Golden Corral


I always see these commercials for Golden Corral saying, “why spend upwards of 20s of dollars on shrimp and steak when you can have both of these, and endless butterscotch pudding all for around 10 dollars!”  They always make a point to mention, get all this crap for around 10 dollars. Around 10 dollars? Well what is it. You have been saying this for years. Is it 10 dollars? More than? Less? Can you figure it out by now please? Around is a very lazy way of pricing things. Is this a restaurant or a flea market? Are we arounding up or arounding down?

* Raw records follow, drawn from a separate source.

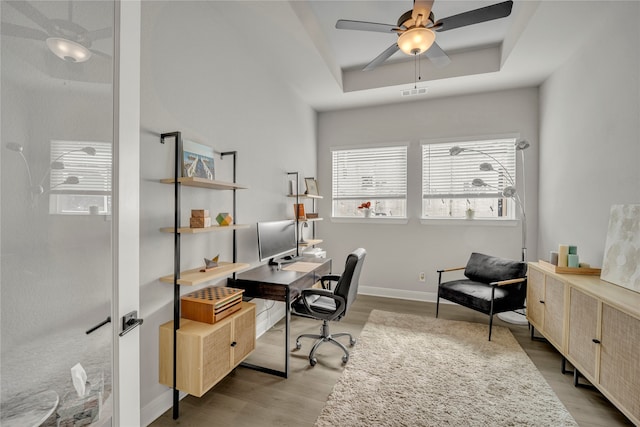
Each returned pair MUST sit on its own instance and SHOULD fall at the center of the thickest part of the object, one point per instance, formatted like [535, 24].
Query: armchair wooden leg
[490, 324]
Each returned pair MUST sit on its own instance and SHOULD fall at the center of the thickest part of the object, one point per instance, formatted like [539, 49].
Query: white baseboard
[398, 293]
[158, 406]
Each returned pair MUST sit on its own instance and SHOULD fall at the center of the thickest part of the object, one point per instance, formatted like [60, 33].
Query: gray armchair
[330, 305]
[492, 285]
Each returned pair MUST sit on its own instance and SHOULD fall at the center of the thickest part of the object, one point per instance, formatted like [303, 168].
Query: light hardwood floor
[247, 398]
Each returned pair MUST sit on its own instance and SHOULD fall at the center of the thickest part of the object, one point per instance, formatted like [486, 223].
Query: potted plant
[470, 212]
[365, 208]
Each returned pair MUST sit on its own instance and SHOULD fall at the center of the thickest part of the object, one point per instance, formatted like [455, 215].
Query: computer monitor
[276, 239]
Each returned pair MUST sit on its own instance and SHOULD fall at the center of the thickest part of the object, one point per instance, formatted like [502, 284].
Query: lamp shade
[68, 50]
[416, 40]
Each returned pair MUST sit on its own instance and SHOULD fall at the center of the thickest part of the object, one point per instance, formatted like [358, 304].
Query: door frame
[126, 211]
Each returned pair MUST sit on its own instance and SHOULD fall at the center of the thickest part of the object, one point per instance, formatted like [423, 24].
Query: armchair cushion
[486, 269]
[477, 295]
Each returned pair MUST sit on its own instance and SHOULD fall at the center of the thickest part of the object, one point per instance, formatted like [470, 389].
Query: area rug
[409, 370]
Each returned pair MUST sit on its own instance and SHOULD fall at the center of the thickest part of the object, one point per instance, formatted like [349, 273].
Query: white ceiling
[297, 40]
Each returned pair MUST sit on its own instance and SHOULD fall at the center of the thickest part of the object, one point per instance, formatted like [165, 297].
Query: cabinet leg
[563, 368]
[534, 337]
[576, 380]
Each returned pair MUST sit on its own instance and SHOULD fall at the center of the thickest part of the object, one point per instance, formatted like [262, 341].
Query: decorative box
[212, 304]
[200, 222]
[224, 218]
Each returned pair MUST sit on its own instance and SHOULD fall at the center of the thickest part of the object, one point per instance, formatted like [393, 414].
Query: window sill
[370, 220]
[482, 222]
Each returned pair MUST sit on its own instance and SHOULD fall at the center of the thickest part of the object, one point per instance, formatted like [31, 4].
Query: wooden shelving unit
[193, 277]
[309, 242]
[213, 228]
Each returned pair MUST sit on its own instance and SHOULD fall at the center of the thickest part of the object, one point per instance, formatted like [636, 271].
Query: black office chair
[493, 285]
[328, 305]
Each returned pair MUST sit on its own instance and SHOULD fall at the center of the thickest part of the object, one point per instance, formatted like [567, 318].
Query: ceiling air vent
[414, 91]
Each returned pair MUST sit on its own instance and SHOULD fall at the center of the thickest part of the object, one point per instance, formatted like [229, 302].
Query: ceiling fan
[68, 40]
[416, 29]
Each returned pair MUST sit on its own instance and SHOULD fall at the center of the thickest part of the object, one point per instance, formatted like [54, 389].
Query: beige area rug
[409, 370]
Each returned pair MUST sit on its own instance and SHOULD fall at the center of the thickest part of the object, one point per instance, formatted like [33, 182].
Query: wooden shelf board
[204, 183]
[311, 242]
[304, 196]
[189, 230]
[195, 276]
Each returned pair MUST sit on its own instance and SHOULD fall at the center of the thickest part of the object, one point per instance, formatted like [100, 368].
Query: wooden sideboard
[207, 352]
[595, 325]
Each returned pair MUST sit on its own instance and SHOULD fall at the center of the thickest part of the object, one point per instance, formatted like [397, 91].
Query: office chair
[492, 285]
[330, 305]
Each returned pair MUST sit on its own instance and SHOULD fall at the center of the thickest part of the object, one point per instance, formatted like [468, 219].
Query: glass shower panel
[56, 281]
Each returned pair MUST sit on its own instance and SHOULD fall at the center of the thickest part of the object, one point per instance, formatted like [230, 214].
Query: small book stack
[212, 304]
[200, 218]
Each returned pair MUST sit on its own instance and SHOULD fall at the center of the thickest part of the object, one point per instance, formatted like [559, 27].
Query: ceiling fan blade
[382, 57]
[344, 24]
[489, 13]
[32, 13]
[422, 7]
[437, 56]
[103, 33]
[99, 53]
[9, 29]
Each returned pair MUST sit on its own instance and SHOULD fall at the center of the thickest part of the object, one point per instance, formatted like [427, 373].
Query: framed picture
[197, 160]
[312, 187]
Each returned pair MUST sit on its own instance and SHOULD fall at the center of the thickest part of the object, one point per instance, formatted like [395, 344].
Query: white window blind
[448, 179]
[377, 175]
[90, 176]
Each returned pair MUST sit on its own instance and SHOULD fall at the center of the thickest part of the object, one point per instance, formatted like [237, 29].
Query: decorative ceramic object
[224, 218]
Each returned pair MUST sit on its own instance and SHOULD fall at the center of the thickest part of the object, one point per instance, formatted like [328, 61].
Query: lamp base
[513, 318]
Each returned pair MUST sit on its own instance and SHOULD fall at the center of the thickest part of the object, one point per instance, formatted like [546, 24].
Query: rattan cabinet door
[535, 297]
[620, 359]
[553, 327]
[583, 330]
[244, 335]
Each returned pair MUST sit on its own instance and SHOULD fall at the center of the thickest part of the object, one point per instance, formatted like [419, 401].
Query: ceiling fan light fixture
[68, 50]
[416, 40]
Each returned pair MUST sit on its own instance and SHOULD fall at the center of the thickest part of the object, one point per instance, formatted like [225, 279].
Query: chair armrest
[340, 303]
[328, 278]
[508, 282]
[446, 270]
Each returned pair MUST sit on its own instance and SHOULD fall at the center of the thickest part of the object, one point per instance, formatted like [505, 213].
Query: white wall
[198, 79]
[398, 252]
[590, 136]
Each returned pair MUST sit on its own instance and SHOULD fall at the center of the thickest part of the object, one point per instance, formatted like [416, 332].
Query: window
[473, 177]
[80, 177]
[374, 175]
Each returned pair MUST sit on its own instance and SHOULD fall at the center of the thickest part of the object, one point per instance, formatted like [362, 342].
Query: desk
[269, 282]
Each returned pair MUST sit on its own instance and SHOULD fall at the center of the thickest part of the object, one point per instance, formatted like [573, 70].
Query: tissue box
[75, 411]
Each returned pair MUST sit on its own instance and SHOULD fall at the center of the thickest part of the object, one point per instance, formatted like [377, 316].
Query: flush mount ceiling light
[416, 40]
[68, 50]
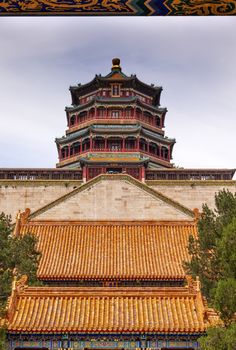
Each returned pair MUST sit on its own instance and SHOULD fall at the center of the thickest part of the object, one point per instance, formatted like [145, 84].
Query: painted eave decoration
[119, 7]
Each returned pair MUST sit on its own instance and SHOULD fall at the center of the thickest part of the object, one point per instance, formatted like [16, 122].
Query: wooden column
[84, 173]
[60, 154]
[143, 174]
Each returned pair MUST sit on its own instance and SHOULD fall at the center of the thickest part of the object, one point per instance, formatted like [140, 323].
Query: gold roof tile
[117, 251]
[112, 310]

The only reason I ask is because I have around 5 kids and around one wife to feed. So if we could figure this out before I drag them in the Dodge Dakota and promise them the finest in cafeteria style land and sea creations? What kind of cash register do they have there with this arounda system? Is it just a slot machine where ya pull the lever and see what numbers come up? 9-9-9-crawfish. Did I win? “Yes you won this mediocre all you can eat buffet the size of an Olympic swimming pool! Grab a spork and fill up your trough with as much chum that suits your tum!” 
A couple years ago they added an item to the menu, the endless chocolate fountain. I can see the president of Golden Corral pacing back and forth in his office, “Hmmm, we have cornered the market on the blandest food this side of a freezer door, but I still think these fat degenerates need a closer. And by that I mean, their belly’s gravitating closer to the ground. I know, lets make a waterfall of chocolate that folks can dip bananas, brownies, and face in. And In turn this choco-fall will form a river of diarrhea that will flow out of their sad assholes for days.”
You would think an endless flowing chocolate fountain would be enough for the shameful patrons innards to swim in, but no. That’s because  I saw a recent Golden Corral commercial that started out with this, “Just when you thought Golden Corral could not top themselves, they have topped themselves! With just two words.”  Then the camera spins over to an 80 year lady saying “COTTON CANDY”. Okay…first off, if you are 80 years old and not only eating cotton candy but excited about it…then there is a problem. You also probably don’t have much time left on this earth, eating a spool of whipped sugar on a stick. And thanks Golden Corral for bringing the food reserved for carnivals to the family dinner table. Can I also throw a baseball at a bell to dunk a man while I eat this? Why half ass this experience?

Golden Corral is trying to do something nice though. They have a place called Camp Corral where kids of crazy disabled military vets can go hang out with other scarred children for a week. And they are doing it all for around the price of free. Sounds great!  Camp Corral! Sending them to a corral. Do you actually know what a corral is? It’s a pen where you keep livestock such as cattle and pigs in.  Hey vets thanks for giving up your leg and eye in battle. Boy do we have a treat for your family. We are sending your kids to a farm where they will be treated like animals ready for slaughter. Yay! It’s a fat camp, literally. They will make your kid heavy set by feeding them high calorie slop and then they will mysteriously disappear. That’s how Golden Corral really keeps that endless amount of food all for around 10 bucks. You’re eating children people! Disfigured vet’s children. Hmmm, Should I dip Corndog Timmy in a little chocolate or honey mustard. How bout both as a salute to his purple heart medaled daddy. This one is for you Peg Leg Jimbo!